|Where Historians Disagree:
The Origins of Slavery
How did the institution of slavery establish itself in the New World? How did white people come to believe that Africans should be kept in bondage? Historians have offered a number of different interpretations.
The debate had its origins in an important 1950 article by Oscar and Mary Handlin (“Origins of the Southern Labor System,” William and Mary Quarterly). They pointed out that in the seventeenth century many residents of the American colonies (and of England) lived in varying degrees of “unfreedom,” that there was nothing unusual or new about a dependent labor force. What was new was the transformation of black servitude in America into a permanent system, based on race, with the condition of slavery passed from one generation to the next. The Handlins identified this transition from “servant” to “slave” more as a legal process by which colonial legislatures sought to increase the available labor force than as a response to racial prejudice. The leaders of the Chesapeake hoped to attract white laborers to the New World; to do so, they had to make clear the distinction between voluntary and involuntary servitude. Hence the institutionalization of slavery: It was an effort to persuade whites that their status would be higher than that of blacks.

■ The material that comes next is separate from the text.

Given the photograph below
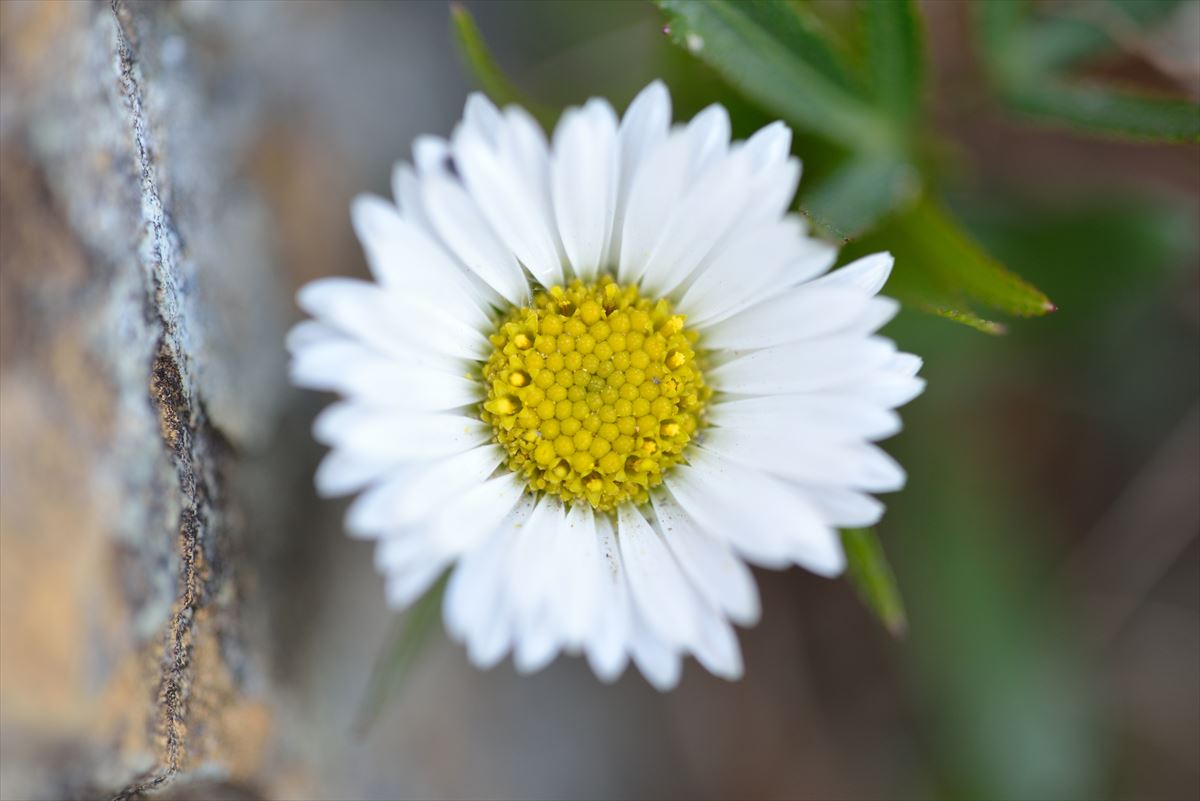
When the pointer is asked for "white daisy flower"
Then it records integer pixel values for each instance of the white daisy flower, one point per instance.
(597, 378)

Winthrop Jordan, in White over Black (1968), offered a different view of how slavery developed in America. Jordan emphasized that Europeans had long viewed people of color – and particularly black Africans – as inferior beings preeminently fit to serve whites. Slavery did not evolve slowly from a system of relative racial equality. Blacks and whites were viewed and treated differently from the beginning; and the institution that finally emerged was a natural reflection of the deep-seated racism that the white settlers had brought with them. David Brion Davis, similarly, argued in The Problem of Slavery in Western Culture (1966) and later works that American slavery emerged not so much from the legal or economic conditions of the colonies as from a deeply embedded set of cultural assumptions. Davis placed less emphasis than Jordan on racism; he argued, instead, that the notion of slavery was an integral part of Western culture and that African servitude in America was not profoundly different from other forms of slavery in other societies.

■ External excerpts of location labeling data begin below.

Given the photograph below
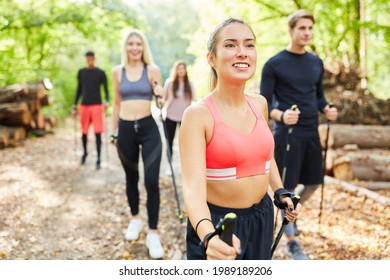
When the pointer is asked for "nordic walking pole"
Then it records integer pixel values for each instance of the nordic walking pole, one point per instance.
(159, 105)
(74, 113)
(324, 166)
(290, 130)
(228, 225)
(106, 134)
(285, 222)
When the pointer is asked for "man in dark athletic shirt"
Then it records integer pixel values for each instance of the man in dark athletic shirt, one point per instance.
(91, 110)
(294, 76)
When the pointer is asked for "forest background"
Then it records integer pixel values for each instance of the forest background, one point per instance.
(48, 38)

Several historians in the 1970s returned to an emphasis on the particular conditions within the American colonies that helped produce the slave system. But unlike the Handlins, they saw the legal process by which slavery emerged as secondary to other issues. Peter Wood, in Black Majority (1974), emphasized the economic benefits that the black labor force provided whites in colonial South Carolina. In the early years of settlement (the “frontier period”) in South Carolina, blacks and whites often worked together. Black workers were relatively few in number, and differentiations in status were relatively vague. After the 1690s, however, whites discovered that African workers were better suited than Europeans to do the arduous work of rice cultivation, which was now coming to dominate the economy of the colony. Importation of black workers rapidly increased; and by the early eighteenth century, whites were becoming uneasy about the presence of a black majority in the colony. The hardening of the slave system, through legislation and in practice, reflected white fears f black resistance or even revolt.
Edmund S. Morgan, in American Slavery, American Freedom (1975), also argued that the labor system in the South was at first relatively flexible and later grew more rigid. In an examination of colonial Virginia, Morgan suggested that the early colonists did not at first intend to create a permanent system of human bondage. By the late seventeenth century, however, the flourishing tobacco economy had created a growing need for cheap labor. The existence of a large, dependent white labor force, which was difficult to recruit and even more difficult to control, was unappealing to the colonists. African workers could be recruited and controlled more easily. The creation of a rigid slave system in the eighteenth century was, therefore, less a result of historic racism than a response to economic and social needs. Racism emerged largely as a result of slavery; it was not the cause of slavery. (Morgan went on to argue that the later development of democratic ideas in Virginia was made possible by the existence of slavery. A dependent white labor force would have made the idea of political equality difficult to sustain; but by making the dependent workers into slaves, outside the political world of whites, it was possible to believe that all white citizens were politically equal.)